Each participant told their stories and shared their experiences with some variation, which parallels the notion that human beings favor highly unique musical choices, preferences, and needs, which depend heavily on pre-existing associations, current contexts, and personal experiences. The unique and personal relationship that each human being has to music may merit the presence of a music therapist who can personalize therapeutic interventions for each individual. Although each participant had unique needs, the trends in the themes were notable.
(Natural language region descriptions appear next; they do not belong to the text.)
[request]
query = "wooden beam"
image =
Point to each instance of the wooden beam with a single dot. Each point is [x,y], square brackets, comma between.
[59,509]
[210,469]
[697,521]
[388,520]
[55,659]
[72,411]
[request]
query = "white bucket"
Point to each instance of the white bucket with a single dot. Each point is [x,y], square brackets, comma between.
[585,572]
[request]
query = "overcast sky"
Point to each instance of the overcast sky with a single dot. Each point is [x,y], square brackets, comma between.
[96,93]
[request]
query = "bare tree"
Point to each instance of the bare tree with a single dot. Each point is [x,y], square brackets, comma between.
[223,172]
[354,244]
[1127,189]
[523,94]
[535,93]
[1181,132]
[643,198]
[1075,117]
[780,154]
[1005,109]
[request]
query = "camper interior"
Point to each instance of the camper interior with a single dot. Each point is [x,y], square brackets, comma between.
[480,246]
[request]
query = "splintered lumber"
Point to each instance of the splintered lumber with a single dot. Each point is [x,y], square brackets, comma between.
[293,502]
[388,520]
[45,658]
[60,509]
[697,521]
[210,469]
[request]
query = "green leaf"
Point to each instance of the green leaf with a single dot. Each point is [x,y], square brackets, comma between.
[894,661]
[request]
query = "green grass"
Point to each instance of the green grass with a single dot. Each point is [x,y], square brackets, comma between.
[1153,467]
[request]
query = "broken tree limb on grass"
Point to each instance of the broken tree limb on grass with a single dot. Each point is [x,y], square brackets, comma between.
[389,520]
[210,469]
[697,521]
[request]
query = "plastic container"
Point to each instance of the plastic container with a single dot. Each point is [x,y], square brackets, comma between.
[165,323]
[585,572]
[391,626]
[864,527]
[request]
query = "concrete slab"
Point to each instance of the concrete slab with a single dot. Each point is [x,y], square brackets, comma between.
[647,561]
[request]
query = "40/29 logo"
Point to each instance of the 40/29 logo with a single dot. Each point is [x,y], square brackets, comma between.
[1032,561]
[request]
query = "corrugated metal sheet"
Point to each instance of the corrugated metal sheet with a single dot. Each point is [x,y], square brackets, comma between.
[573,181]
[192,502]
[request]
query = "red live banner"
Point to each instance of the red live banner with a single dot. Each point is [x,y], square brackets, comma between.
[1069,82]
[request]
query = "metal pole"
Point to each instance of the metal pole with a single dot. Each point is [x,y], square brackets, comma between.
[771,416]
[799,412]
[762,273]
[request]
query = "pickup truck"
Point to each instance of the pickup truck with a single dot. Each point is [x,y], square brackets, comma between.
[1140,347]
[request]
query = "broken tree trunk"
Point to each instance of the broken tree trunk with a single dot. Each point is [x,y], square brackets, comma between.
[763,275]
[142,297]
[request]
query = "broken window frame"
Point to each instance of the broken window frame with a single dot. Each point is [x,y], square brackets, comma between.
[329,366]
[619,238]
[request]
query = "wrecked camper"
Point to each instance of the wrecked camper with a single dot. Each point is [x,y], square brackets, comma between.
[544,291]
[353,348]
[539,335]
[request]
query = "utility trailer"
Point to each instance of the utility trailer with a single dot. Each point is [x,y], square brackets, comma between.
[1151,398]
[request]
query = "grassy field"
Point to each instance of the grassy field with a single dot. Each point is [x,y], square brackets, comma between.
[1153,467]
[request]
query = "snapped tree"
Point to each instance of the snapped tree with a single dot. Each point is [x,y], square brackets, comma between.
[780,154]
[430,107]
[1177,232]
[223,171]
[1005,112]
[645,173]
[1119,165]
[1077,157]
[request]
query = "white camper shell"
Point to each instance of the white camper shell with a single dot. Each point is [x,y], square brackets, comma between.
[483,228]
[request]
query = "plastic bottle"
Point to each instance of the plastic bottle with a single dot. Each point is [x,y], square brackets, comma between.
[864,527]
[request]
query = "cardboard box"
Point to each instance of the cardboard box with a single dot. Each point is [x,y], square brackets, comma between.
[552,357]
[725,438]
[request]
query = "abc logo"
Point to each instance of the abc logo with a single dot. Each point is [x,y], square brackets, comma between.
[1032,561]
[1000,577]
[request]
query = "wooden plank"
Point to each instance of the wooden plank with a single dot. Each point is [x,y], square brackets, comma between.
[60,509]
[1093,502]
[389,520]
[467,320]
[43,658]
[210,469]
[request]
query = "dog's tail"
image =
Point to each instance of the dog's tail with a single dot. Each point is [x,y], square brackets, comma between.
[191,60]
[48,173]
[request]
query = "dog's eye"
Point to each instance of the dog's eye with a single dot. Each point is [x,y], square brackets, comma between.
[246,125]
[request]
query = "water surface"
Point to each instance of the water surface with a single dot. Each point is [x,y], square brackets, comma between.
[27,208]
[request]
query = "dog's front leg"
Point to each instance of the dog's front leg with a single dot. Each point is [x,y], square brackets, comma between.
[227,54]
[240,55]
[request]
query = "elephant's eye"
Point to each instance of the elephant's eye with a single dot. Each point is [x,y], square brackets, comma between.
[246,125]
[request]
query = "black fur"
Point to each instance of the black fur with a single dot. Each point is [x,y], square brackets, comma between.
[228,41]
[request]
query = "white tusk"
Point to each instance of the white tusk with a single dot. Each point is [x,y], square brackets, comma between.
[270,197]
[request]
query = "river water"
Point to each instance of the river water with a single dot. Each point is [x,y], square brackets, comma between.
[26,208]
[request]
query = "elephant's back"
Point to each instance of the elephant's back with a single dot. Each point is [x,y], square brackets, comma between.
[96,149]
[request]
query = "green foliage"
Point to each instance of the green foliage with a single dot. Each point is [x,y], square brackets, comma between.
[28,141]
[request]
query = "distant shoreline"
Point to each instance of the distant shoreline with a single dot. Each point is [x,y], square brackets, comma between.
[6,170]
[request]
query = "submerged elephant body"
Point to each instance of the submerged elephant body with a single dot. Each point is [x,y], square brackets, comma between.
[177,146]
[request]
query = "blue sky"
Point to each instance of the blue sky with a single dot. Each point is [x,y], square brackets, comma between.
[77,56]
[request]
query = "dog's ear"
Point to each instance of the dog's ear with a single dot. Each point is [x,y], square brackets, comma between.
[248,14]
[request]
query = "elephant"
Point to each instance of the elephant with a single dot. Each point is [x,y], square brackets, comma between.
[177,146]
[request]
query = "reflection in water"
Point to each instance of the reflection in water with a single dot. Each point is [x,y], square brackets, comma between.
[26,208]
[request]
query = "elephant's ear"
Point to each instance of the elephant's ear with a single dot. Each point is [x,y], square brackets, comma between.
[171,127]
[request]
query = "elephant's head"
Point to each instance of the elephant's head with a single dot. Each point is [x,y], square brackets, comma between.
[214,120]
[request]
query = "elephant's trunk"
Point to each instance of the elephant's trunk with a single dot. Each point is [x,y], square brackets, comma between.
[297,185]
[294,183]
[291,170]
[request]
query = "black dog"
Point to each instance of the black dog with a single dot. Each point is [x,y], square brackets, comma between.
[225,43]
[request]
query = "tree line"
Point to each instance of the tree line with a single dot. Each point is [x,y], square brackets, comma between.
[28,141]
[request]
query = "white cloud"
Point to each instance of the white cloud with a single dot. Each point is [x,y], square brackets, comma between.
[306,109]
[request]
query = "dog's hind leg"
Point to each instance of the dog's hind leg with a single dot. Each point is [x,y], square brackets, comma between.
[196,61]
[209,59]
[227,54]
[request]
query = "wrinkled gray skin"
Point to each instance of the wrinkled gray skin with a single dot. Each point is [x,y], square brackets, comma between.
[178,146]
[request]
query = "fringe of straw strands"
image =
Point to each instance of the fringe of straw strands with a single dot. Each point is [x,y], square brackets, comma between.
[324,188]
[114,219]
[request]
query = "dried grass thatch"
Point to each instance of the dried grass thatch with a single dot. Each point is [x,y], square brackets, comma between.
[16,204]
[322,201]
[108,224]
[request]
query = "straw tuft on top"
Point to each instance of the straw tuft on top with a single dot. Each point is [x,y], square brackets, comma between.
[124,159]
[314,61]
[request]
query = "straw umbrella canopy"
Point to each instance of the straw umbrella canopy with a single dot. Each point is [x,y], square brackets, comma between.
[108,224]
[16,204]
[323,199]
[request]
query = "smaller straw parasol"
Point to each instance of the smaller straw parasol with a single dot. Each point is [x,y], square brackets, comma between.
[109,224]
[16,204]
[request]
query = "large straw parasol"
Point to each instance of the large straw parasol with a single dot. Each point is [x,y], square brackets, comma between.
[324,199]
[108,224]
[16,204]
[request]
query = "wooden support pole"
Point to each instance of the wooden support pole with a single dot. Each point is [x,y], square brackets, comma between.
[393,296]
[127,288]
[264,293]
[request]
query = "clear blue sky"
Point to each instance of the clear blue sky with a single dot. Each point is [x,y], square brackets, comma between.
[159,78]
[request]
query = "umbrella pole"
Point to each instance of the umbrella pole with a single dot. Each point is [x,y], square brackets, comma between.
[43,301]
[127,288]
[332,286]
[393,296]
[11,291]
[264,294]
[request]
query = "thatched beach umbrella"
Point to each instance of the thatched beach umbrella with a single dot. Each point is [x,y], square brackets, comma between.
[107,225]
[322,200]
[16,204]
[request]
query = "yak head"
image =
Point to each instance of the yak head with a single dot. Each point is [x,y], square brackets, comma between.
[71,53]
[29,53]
The trends observed in patient participant data were often supported in caregiver interview data, and likewise in the researcher data. Though each overarching theme had slight variations between participants, there was an overall sense that music therapy was a positive and supportive intervention during the MAiD process. The findings of this research may support the development of music therapy practices in the context of MAiD. Because music therapy can offer a non-verbal approach to care and expression of emotion, music therapy may function as an opportunity for patients with communication difficulties (e.g., if they are unable to communicate verbally or if the patient and their healthcare providers do not speak the same first language). The positive associations that patients and caregivers had with music therapy and MAiD may provide incentives for institutions and all levels of government to increase funding for the arts in health care. Furthermore, these initial results offer the groundwork for further research in this previously unexplored area, leading to potentially optimizing patient care by offering an evidence-informed and personalized intervention for support prior to an assisted death. As MAiD becomes increasingly available, and as legislation continues to shift, these findings may serve as an incentive to further explore the application of music therapy during MAiD in a variety of populations and settings, for example, within home care or long-term care settings. The addition of these findings to the broader music therapy and end-of-life discourse may have applications in educational settings, particularly in the training of medical students, music therapy trainees, and other allied health care professionals who may work with those requesting MAiD.